Monday, July 27, 2009
Five More Movies From 2009 Seen In 2009
The Hurt Locker is my new Favorite Film Of 2009, proving that a "celebrated art film" can engage me more than a "masterpiece of craft" like Drag Me To Hell (of course, that I'm calling a war thriller by the director of Point Break an "art film" says a lot about movies today). Sitting nervously through each tense, masterfully composed set-piece (yes, a film shot with hand-helds can feature composition!), I wondered if Kathryn Bigelow would eventually pull out In The Valley Of Elah's tattered American flags or the auteur-addled fury of Redacted. But where those films obsessed over crimes hidden in the name of wartime patriotism, The Hurt Locker finds plenty of madness and horror - as well as heroism - in war itself. And when it finally trades near-death experiences for the cereal aisle, the focus remains on soldiers and their reality, not the rest of us. As familiar as some of the observations and archetypes are, Bigelow makes them haunt.
Due to my monaural hearing, experiencing war has never been an option, let alone a threat. But with my impeding nuptuals, The Hangover struck close to the bone. While I'm more than a little burnt on the "perils of slumming, i.e. psychotic ethnics" strain of American comedy, this successfully exploited my desire for some obnoxious male camraderie before the Big Day. I'm thinking bowling.
The sci-fi psychodrama Moon could be titled Too Many Sam Rockwells! except you can never have too many Sam Rockwells. The closing voice-over suggests there may have actually been some kind of pointed message or metaphor to the hero's dilemma - something about corporations treating us like gristle, mabye? - but I enjoyed it as a b-movie no one bothered to put a serial killer in. Kevin Spacey's emoticon-loving HAL is nowhere as insufferable as you'd assume.
Dead Snow isn't so much the arrival of the next Sam Raimi, as the appearance of a Sam Raimi fan in Norway. The zombies are Nazis mostly for aesthetic purposes (those coats!) and for all the attention the filmmakers probably gave the international marketplace, I doubt any set piece or performance will make the whimsical gore canon.

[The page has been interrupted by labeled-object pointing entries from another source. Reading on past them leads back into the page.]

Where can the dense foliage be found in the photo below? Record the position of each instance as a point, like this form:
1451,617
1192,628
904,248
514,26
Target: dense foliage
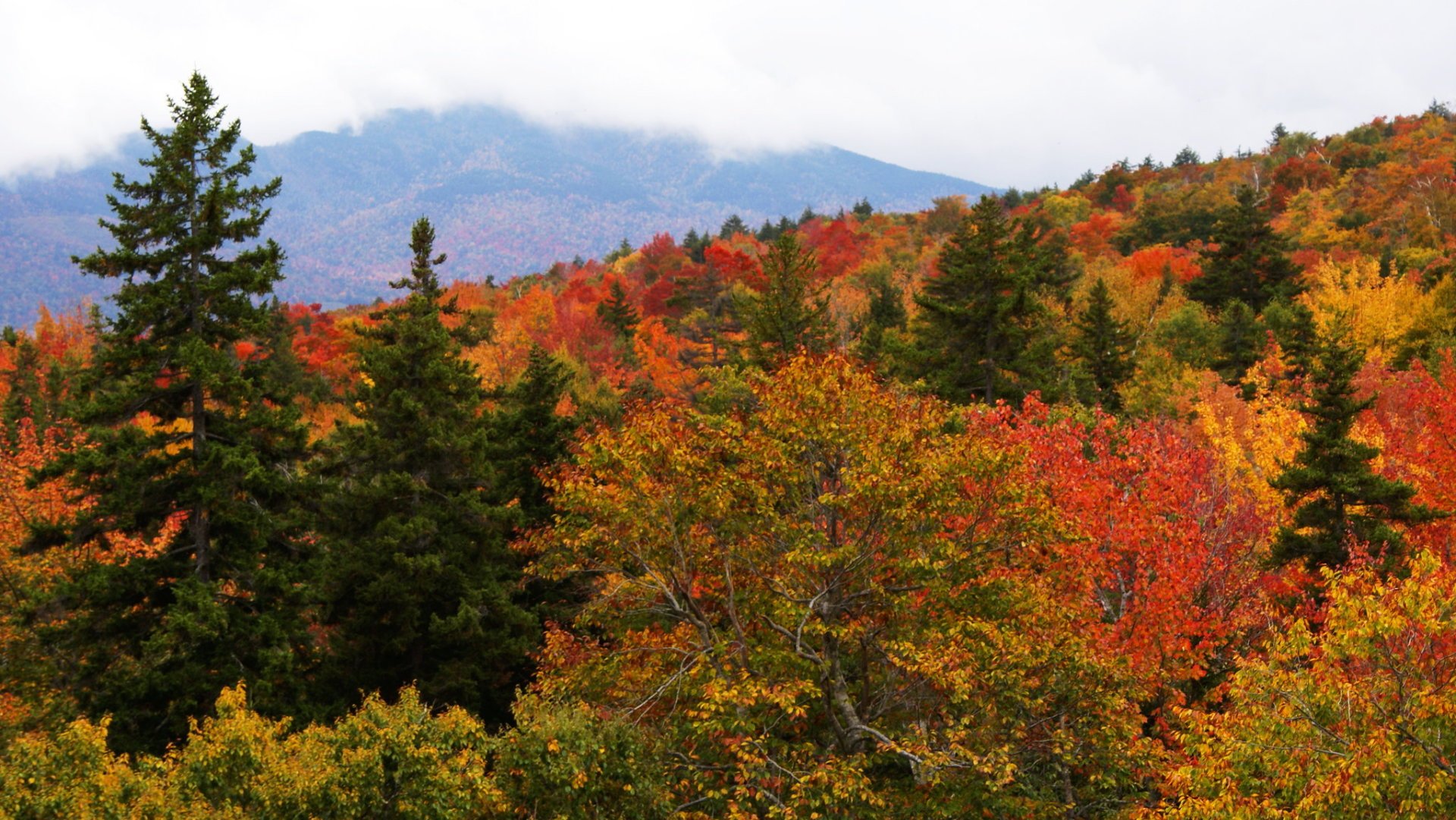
1120,501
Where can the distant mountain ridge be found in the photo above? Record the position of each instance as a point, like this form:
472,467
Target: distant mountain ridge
507,197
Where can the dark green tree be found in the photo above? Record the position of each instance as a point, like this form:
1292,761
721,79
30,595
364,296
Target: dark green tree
1250,264
1337,497
1241,341
983,328
1185,158
733,226
530,436
618,313
619,253
792,309
416,579
884,313
182,429
1104,346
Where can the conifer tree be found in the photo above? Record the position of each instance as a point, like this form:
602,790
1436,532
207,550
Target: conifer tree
618,313
1104,346
417,577
184,429
1335,494
983,327
733,226
792,310
884,313
1250,264
529,435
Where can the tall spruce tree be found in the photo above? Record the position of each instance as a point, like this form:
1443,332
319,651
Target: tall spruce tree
1104,346
1250,264
416,574
983,327
791,312
185,430
1335,494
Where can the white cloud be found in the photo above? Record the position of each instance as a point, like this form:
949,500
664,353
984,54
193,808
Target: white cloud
1003,93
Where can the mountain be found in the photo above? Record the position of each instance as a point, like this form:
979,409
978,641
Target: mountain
507,197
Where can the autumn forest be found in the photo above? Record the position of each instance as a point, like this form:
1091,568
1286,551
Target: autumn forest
1126,500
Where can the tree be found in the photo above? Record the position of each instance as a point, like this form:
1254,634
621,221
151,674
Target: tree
733,226
1187,156
792,309
184,430
416,577
618,313
1335,494
530,436
982,316
1104,344
802,601
1250,261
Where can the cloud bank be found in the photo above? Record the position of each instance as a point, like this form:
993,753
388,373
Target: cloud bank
1002,93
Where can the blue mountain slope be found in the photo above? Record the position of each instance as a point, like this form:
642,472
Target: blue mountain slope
507,197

But hey, Nazi zombies.
I won't give away the novelty about the villain in Orphan, even though I guessed it from the trailer. Ok, I will. The child playing the Orphan is actually playing a 30-something serial killer with Andy Milonakis' hormone condition. I'm spoiling because a) the producers - who include Leonardo DiCaprio! - hired a 12 year old to play an adult serial killer that regularly traumatizes a deaf child - WHY, LEO? WHY? - and b) this knowledge shouldn't affect whether you find the movie entertaining as shameless trash. As in the superior Joshua (with Sam Rockwell!), Vera Farmiga plays the troubled mother of the Bad Seed. Unlike Flightplan and The Skeleton Key, Peter Sarsgaard doesn't signify his evil at the climax by turning around slowly and squinting. It's a shame - a real twist would have been that Papa Sarsgaard knowingly adopted an adult for some wife-offing, faux-Humbert Humbert shenanigans. Who else could have bought her all those blacklight markers for her secretly psychotic drawings?